The re-virilizing boot camp isn’t exactly premised on novel ideas for humans communication in the digital age. While “The Dating Game” is restrained enough to withhold a value judgment on Hao’s deceptive playbook, shown as just one approach available in the dating sphere, it never puts them to the test either. The production seems to have been given zero access to these bachelor’s dates or online interactions; instead, they are recounted as unsurprising post-game chastise sessions, with Hao reiterating his principles while the other men nod along or squirm a bit.

Faced with such guardrails in exploring romantic woes, Hao himself emerges as the documentary’s most intriguing figure. One detour hints at his own past: an escape from a lower-income background for self-improvement and city living. The chinks in the armor are most pronounced in the brief glimpses of Hao’s home life; his wife is a lifestyle coach for women and domestic conversations tend to arc towards tense gender essentialism. But “The Dating Game” is too satisfied in simply finding a vulnerable side to Hao here, skirting a more probing look at his marriage and profession. How much does he charge for his advice? How exactly did he and his wife fall into the same field?

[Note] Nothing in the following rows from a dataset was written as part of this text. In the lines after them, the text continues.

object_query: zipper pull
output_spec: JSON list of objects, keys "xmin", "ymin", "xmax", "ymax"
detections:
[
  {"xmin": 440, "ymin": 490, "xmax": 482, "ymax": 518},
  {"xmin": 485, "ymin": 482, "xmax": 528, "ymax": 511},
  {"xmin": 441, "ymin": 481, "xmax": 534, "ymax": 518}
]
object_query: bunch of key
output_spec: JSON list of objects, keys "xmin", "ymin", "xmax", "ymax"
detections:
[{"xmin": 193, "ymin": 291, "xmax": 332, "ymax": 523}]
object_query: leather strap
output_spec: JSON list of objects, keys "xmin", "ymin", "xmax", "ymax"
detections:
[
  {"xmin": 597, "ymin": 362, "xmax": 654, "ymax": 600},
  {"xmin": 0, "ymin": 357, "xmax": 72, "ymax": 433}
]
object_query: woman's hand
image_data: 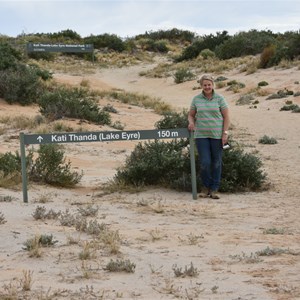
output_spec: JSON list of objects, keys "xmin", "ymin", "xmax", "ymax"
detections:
[
  {"xmin": 188, "ymin": 123, "xmax": 195, "ymax": 131},
  {"xmin": 188, "ymin": 109, "xmax": 196, "ymax": 131},
  {"xmin": 222, "ymin": 132, "xmax": 228, "ymax": 145}
]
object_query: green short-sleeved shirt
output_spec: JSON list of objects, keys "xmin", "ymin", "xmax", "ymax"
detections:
[{"xmin": 190, "ymin": 91, "xmax": 228, "ymax": 139}]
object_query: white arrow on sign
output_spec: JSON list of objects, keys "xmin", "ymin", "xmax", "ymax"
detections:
[{"xmin": 37, "ymin": 136, "xmax": 43, "ymax": 143}]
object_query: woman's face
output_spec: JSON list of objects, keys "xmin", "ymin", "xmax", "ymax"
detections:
[{"xmin": 201, "ymin": 79, "xmax": 213, "ymax": 95}]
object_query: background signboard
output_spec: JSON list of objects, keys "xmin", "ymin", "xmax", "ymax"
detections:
[{"xmin": 26, "ymin": 43, "xmax": 94, "ymax": 53}]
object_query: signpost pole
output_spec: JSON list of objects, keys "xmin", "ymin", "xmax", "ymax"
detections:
[
  {"xmin": 189, "ymin": 132, "xmax": 198, "ymax": 200},
  {"xmin": 20, "ymin": 133, "xmax": 28, "ymax": 203}
]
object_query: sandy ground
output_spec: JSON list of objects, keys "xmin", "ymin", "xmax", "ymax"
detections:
[{"xmin": 0, "ymin": 59, "xmax": 299, "ymax": 300}]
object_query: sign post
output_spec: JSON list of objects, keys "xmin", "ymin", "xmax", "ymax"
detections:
[{"xmin": 20, "ymin": 128, "xmax": 197, "ymax": 202}]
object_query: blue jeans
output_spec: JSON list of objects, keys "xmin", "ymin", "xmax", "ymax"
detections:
[{"xmin": 195, "ymin": 138, "xmax": 223, "ymax": 191}]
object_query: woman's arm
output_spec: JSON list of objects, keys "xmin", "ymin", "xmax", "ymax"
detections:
[
  {"xmin": 221, "ymin": 108, "xmax": 230, "ymax": 144},
  {"xmin": 188, "ymin": 109, "xmax": 196, "ymax": 131}
]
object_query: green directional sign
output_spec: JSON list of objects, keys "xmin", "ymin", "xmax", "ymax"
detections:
[
  {"xmin": 26, "ymin": 43, "xmax": 94, "ymax": 53},
  {"xmin": 20, "ymin": 128, "xmax": 197, "ymax": 203},
  {"xmin": 23, "ymin": 128, "xmax": 189, "ymax": 145}
]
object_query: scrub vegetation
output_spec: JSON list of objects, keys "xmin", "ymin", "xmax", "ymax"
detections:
[{"xmin": 1, "ymin": 27, "xmax": 299, "ymax": 191}]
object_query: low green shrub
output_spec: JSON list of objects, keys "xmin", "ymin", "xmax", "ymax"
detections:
[
  {"xmin": 104, "ymin": 259, "xmax": 136, "ymax": 273},
  {"xmin": 84, "ymin": 33, "xmax": 125, "ymax": 52},
  {"xmin": 258, "ymin": 135, "xmax": 278, "ymax": 144},
  {"xmin": 258, "ymin": 81, "xmax": 269, "ymax": 86},
  {"xmin": 280, "ymin": 104, "xmax": 300, "ymax": 112},
  {"xmin": 0, "ymin": 64, "xmax": 45, "ymax": 105},
  {"xmin": 0, "ymin": 42, "xmax": 22, "ymax": 70},
  {"xmin": 0, "ymin": 150, "xmax": 34, "ymax": 187},
  {"xmin": 215, "ymin": 76, "xmax": 228, "ymax": 82},
  {"xmin": 175, "ymin": 31, "xmax": 229, "ymax": 62},
  {"xmin": 266, "ymin": 88, "xmax": 293, "ymax": 100},
  {"xmin": 38, "ymin": 85, "xmax": 111, "ymax": 125},
  {"xmin": 155, "ymin": 110, "xmax": 189, "ymax": 129},
  {"xmin": 0, "ymin": 146, "xmax": 82, "ymax": 188},
  {"xmin": 135, "ymin": 28, "xmax": 195, "ymax": 44},
  {"xmin": 292, "ymin": 106, "xmax": 300, "ymax": 113},
  {"xmin": 215, "ymin": 30, "xmax": 276, "ymax": 60},
  {"xmin": 27, "ymin": 51, "xmax": 55, "ymax": 61},
  {"xmin": 173, "ymin": 68, "xmax": 195, "ymax": 84},
  {"xmin": 114, "ymin": 140, "xmax": 190, "ymax": 187},
  {"xmin": 256, "ymin": 246, "xmax": 289, "ymax": 256},
  {"xmin": 236, "ymin": 94, "xmax": 255, "ymax": 105},
  {"xmin": 30, "ymin": 144, "xmax": 83, "ymax": 187},
  {"xmin": 23, "ymin": 234, "xmax": 58, "ymax": 251},
  {"xmin": 113, "ymin": 139, "xmax": 267, "ymax": 193},
  {"xmin": 152, "ymin": 40, "xmax": 169, "ymax": 53},
  {"xmin": 28, "ymin": 63, "xmax": 53, "ymax": 81},
  {"xmin": 221, "ymin": 147, "xmax": 267, "ymax": 192},
  {"xmin": 138, "ymin": 38, "xmax": 169, "ymax": 53},
  {"xmin": 172, "ymin": 262, "xmax": 199, "ymax": 278},
  {"xmin": 199, "ymin": 48, "xmax": 215, "ymax": 59},
  {"xmin": 0, "ymin": 151, "xmax": 22, "ymax": 177},
  {"xmin": 226, "ymin": 80, "xmax": 246, "ymax": 90},
  {"xmin": 112, "ymin": 110, "xmax": 267, "ymax": 193},
  {"xmin": 32, "ymin": 206, "xmax": 60, "ymax": 220}
]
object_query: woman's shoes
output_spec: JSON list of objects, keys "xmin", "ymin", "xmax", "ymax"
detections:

Not much happens in “The Dating Game,” which, generously, reflects the purgatory of modern dating, but also evidences not much of a story being here at all. (Another nagging question: Has Hao ever been successful at his self-employed job?) Limited to the shallow prism of Hao’s philosophy, the documentary loses credibility in its second half, distracted by a series of cursory tangents to expand its scope to larger China. An abrupt sequence shares footage of animated eboyfriend games that the doc asserts millions of women have become drawn to, but moves on quickly after dropping that vague statistic. Later, the doc awkwardly notes that the military is one of the few viable pathways for poorer men to reach better lives — a sad sociological phenomenon, but hardly one that’s unique to China. Cultural specifics go unarticulated. These journalistic impulses appear compulsory and hastily satisfied; the earlier, eventless reality TV sheen seems a haven of human insight by comparison.